Iran aims to exchange the global Internet for a national one
The Iran government is increasingly unsatisfied with the influence the Internet is exercising on the country’s citizens despite its censorship efforts and is planning on setting up a national Internet disconnected from the World Wide Web, reports the Wall Street Journal. The initiative is the result of government’s deep-seated belief that the West – especially the US – are using the Internet to insidiously “poison” Iranian minds with Western ideas and culture.

Romanian president declared dead by e-mail scam
BitDefender discovered a spam wave using the Romanian president’s image to help spread malware. The unsolicited e-mail relies on a classic combination of social engineering tricks: promised photo content and attention-grabbing events.

Social networking safety tips for kids
ESET’s seven golden rules for parents and children for online security.

Employee-owned mobile devices are riskiest
More than half of information technology leaders in the US believe that any employee-owned mobile device poses a greater risk to the enterprise than mobile devices supplied by the company, according to a new member survey by ISACA. Yet 27 percent still believe that the benefits outweigh the risks.

US will consider cyber attacks as acts of war
The US is finally working on a formal strategy on how to deal with cyber attacks against its networks, systems or infrastructure, and so far it seems it is one that will concentrate on deterrence.

Facebook users targeted with OS aware fake AV attack
Fake AV peddlers have begun using Facebook to drive traffic to the malicious site that tries to trick users into believing their computer is infected.

Google disrupts phishing attack against government officials, political activists
An attack apparently coming from Jinan – the capital of China’s Shandong province – against personal Gmail accounts belonging to hundreds of users has been spotted and disrupted by Google.
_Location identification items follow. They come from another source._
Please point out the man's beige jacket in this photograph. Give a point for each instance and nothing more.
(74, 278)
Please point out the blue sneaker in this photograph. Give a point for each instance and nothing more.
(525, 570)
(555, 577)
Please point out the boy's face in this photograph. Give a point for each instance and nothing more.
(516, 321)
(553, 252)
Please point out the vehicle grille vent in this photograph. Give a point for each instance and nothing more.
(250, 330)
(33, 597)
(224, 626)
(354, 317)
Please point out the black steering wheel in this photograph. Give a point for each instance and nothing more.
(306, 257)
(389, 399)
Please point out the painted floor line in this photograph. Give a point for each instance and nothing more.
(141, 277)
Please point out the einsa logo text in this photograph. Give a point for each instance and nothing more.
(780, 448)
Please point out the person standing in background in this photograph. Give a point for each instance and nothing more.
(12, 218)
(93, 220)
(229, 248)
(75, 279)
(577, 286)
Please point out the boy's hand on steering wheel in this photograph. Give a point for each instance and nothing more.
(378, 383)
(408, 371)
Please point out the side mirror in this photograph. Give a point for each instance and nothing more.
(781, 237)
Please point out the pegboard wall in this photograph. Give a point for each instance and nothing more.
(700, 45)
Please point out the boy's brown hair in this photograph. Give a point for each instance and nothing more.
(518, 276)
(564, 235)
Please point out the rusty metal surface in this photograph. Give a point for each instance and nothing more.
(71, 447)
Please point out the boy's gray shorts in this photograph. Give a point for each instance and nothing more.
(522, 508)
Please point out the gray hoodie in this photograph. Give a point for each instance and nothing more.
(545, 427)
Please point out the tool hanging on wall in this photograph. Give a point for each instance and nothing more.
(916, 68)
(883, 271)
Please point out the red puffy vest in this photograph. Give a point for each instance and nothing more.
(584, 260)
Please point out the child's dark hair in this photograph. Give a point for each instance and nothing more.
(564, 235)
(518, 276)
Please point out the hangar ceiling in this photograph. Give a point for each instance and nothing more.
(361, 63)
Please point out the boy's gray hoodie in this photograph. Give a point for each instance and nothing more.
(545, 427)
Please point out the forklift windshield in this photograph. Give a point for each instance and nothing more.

More US military contractors hit by cyber attacks
It seems that the floodgates have opened. Following the confirmed attack against Lockheed Martin’s computer networks comes the news that two more US military contractors have suffered attacks to their systems.

26 trojanized apps pulled from Android Market
26 applications containing a variation of the DroidDream Trojan have been found on the official Android Market and are believed to have been downloaded by at least 30,000 users. Lookout researchers believe that they were created and uploaded by the same developers who were behind the original DroidDream onslaught back in March.

Auto-dialing Trojans migrate to Android devices
Auto-dialing malware has migrated from Symbian devices to Android ones, warns NetQin Mobile researchers. The Trojan has been spotted embedded in over 20 Android applications offered for download on various online forums, including Donkey Jump, Jungle Monkey, Gold Miner, Voice SMS, Drag Racing and others.

Apple security update bypassed after 8 hours
It took only eight hours for the malware developers behind the MacDefender and its variants to come up with a way to bypass the security update pushed out by Apple. The malware developers have changed tack: a downloader program is installed first, and it then retrieves the actual malicious payload.

Sony hit again, data from 1 million user accounts leaked
LulzSec, the hacker group behind the Fox and PBS breaches, has struck again. This time the target was SonyPictures.com.

Stolen passwords used as bait in malware spam run
At the rate at which databases of various online services are currently being compromised, I expect that emails such as this latest one spotted by Symantec will become a common occurrence.